Weeks ago, we were told that women needed to be protected.

But apparently not from rapists.

42 thoughts on “We know you want to protect women in bathrooms. What about from actual rapists?

  1. True true true. Thank you for writing this. Too many men are full of shit when it comes to truly protecting women from sexual assault.

  2. Must not spend much time on FB because I’ve read multiple articles, several penned by fathers and husbands alike as well as a petition to have the judge removed from office which I signed, shared, and encouraged others to do as well. So yeah, get off your soapbox.

    1. #notallmen !

      She was pretty clear that this was directed to the men who were outraged by trans people in the bathrooms of their choice, so unless you were part of that particular transphobic horde, she was pretty clearly *not talking about you* or men in general.

      1. Why would there be any overlap between men who aim to deny people rights and men who are outraged over this story? Why should we expect any? I think it’s pretty clear and obvious that the men in column “A” were using the “we must protect women” line as a way to justify their hate. I get that the author is trying to call out the hypocrisy and all but it’s so blatant and obvious that this article was barely necessary at all because column “A” doesn’t want to hear what you have to say in the first place. Why not champion the men who ARE speaking out to encourage more to do the same? Why not cite examples or link to the petition mentioned? This sort of “gotcha” writing is pointless and confusing because to you’re talking at/down to people who don’t care about you in the first place and confusing the people you should be speaking to.

        Yea you wrote this, great, now what? What am I doing with it?

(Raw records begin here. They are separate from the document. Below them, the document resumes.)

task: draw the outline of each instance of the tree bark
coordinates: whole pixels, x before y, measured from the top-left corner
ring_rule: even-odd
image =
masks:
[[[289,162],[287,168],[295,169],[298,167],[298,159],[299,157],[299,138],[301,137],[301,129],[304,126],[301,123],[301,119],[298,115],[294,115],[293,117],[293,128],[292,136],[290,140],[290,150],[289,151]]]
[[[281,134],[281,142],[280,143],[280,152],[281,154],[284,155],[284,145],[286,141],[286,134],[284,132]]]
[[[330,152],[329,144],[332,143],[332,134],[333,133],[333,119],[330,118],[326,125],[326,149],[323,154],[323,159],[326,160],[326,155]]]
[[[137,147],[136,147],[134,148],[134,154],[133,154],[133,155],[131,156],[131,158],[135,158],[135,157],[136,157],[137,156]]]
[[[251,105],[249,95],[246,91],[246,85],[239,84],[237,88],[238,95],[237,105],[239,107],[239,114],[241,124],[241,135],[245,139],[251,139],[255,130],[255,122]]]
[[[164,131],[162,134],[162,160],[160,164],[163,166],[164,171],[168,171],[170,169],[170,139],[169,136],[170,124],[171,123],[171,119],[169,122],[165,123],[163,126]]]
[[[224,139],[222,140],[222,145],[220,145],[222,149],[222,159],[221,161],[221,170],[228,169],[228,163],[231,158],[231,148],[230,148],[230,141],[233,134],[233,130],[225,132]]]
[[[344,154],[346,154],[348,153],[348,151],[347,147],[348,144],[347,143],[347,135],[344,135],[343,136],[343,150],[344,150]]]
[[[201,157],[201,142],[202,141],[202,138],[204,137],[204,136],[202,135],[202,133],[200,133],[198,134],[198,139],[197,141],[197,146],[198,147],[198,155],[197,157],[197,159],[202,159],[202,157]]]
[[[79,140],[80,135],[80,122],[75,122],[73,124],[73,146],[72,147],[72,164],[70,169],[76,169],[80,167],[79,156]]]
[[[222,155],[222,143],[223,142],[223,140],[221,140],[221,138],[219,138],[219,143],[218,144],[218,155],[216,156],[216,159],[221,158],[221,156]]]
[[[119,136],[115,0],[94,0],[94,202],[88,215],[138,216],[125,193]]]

    1. Sharon- you should be outraged. Remember it was two males that stopped this rape. This writer is complaining when men step in to protect women and then complains when men don’t say enough. If you really want to be ‘equal’ start looking after your own. You don’t hear men crying about women not doing enough for us when we get abused. Remember it was two males that intervened this rape, where were her ‘female friends’? Home writing a blog on how worthless men are, I suppose.

      1. Way to try to turn this into another game of blame the victim and “Oh us poor men, we’ve had it sooo hard for a few millennia”.

        This whole article you seem to be trying to disavow is on point and is the result of rape and rape culture being avoided or in your case, downplayed. Yes two men were there and helped catch him, point? It could have been two females, two city workers, a mixed or same gendered couple, or, *GASP*, two transgenders or non binaries. Your point of deflection is truly flawed on its face.


        And just in case you missed it, this article is about taking care of our own.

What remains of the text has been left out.